In exchange for releasing his stranglehold on the Senate (and the estimated 80,000 workers that could lose their jobs, at least temporarily, if the FAA bill lapsed) Coburn will get to insert his language into the long-term bill, when this latest extension expires.
According to CQ Today, Coburn said, “We’ve got an agreement that the next bill will be an opt-out for people on enhancements.” James Inhofe, the top Republican on the EPW committee which wrote the bill, “seems to have played a key role in brokering the deal," CQ Today reports:
After the vote, Boxer quibbled with Coburn’s description of what will be in the next highway bill. Boxer said she and Inhofe had worked out “reforms” in the transportation enhancements section of the bill and met with Coburn to discuss them before the deal was worked out.

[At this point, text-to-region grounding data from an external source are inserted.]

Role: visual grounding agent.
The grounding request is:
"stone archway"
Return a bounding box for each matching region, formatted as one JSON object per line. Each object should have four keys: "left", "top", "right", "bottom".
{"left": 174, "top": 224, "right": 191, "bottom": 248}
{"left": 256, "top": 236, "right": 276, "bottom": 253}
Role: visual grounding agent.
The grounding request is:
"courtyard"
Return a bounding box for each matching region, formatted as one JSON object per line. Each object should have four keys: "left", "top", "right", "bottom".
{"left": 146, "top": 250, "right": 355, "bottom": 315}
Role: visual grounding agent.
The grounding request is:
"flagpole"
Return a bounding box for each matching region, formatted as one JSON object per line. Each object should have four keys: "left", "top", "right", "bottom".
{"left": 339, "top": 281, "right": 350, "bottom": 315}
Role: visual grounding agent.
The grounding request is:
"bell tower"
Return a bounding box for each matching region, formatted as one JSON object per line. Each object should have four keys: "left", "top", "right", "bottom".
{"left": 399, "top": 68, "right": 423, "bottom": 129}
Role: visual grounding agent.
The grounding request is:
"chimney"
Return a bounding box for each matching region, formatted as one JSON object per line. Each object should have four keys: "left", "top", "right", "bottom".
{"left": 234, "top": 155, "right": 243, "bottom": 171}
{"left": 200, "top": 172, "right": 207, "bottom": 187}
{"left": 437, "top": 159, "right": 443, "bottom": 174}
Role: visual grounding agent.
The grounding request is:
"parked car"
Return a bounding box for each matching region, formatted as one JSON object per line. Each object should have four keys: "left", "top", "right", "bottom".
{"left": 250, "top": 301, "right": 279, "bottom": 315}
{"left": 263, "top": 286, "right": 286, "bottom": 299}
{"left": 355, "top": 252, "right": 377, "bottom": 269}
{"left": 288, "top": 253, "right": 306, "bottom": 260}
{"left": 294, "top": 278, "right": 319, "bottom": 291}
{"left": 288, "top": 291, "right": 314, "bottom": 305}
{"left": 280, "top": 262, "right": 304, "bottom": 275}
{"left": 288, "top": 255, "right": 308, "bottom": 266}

“We felt he would be pleased with the reforms,” she said. “It gives flexibility, without doing damage to the important programs in there.”
Boxer said Coburn made clear that he was “not going to vote for any more extensions” but allowed the current highway funding extension to move forward. “There’s not an opt-out,” she said. “You’ll see what we did. But no, there’s no opt-out. . . . There’s still dedicated funding. It gives more flexibility to the states as to how they will use that funding... It’s flexibility for the states within the transportation enhancements program.”

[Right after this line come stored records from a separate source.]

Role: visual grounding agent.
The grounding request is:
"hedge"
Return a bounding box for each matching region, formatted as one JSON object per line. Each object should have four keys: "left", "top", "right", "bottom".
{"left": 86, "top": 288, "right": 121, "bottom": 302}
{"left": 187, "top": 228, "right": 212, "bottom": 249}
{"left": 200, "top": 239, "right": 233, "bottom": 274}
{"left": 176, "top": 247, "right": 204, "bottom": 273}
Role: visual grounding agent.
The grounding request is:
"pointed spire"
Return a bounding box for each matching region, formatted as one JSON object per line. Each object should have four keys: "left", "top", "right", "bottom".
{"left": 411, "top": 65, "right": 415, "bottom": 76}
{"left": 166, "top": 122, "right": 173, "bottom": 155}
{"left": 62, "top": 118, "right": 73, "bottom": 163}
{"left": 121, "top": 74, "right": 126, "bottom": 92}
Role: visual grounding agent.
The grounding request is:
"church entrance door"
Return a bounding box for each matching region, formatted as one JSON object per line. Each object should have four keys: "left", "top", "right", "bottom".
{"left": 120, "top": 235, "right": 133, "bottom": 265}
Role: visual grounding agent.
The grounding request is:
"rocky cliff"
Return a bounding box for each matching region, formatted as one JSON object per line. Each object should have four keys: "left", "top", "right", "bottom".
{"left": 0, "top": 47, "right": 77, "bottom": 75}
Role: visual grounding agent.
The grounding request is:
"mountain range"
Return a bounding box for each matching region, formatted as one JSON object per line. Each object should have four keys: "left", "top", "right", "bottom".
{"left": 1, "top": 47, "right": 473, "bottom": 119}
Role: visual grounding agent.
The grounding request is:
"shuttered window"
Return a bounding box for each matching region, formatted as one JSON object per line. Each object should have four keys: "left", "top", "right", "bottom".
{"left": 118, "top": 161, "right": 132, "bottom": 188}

Clearly, Boxer is in a tight spot, having to placate some of the most conservative members of the Senate while also satisfying the active transportation advocates, in her state and around the country, who have held her feet to the fire on saving dedicated funds for bike/ped programs.
Streetsblog could not reach the EPW Committee or Coburn’s staff for comment before this story was posted, but we’ll update it if we hear more about exactly what was decided. It may just be a shuffling around of programs, with the essentials of bike/ped dedicated funding maintained, just in a different form.
Coburn was under intense pressure from senators on both sides of the aisle yesterday who wanted to avoid a weekend session, as well as the partial shutdown of the aviation system and the furlough of thousands of workers.
State DOTs and the transportation construction industry have been urging Congress for two years now to pass a long-term bill to restore some certainty to the business. They say the constant extensions create a chilling effect on new projects. Still, given the looming possibility of no extension at all, they are welcoming the six-month extension at current funding levels.
Voting against the extension last night were some of the most conservative members of the Senate. In addition to Sen. Coburn, Jim DeMint (R-SC), Ron Johnson (R-WI), Mike Lee (R-UT), Rand Paul (R-KY), and Pat Toomey (R-PA).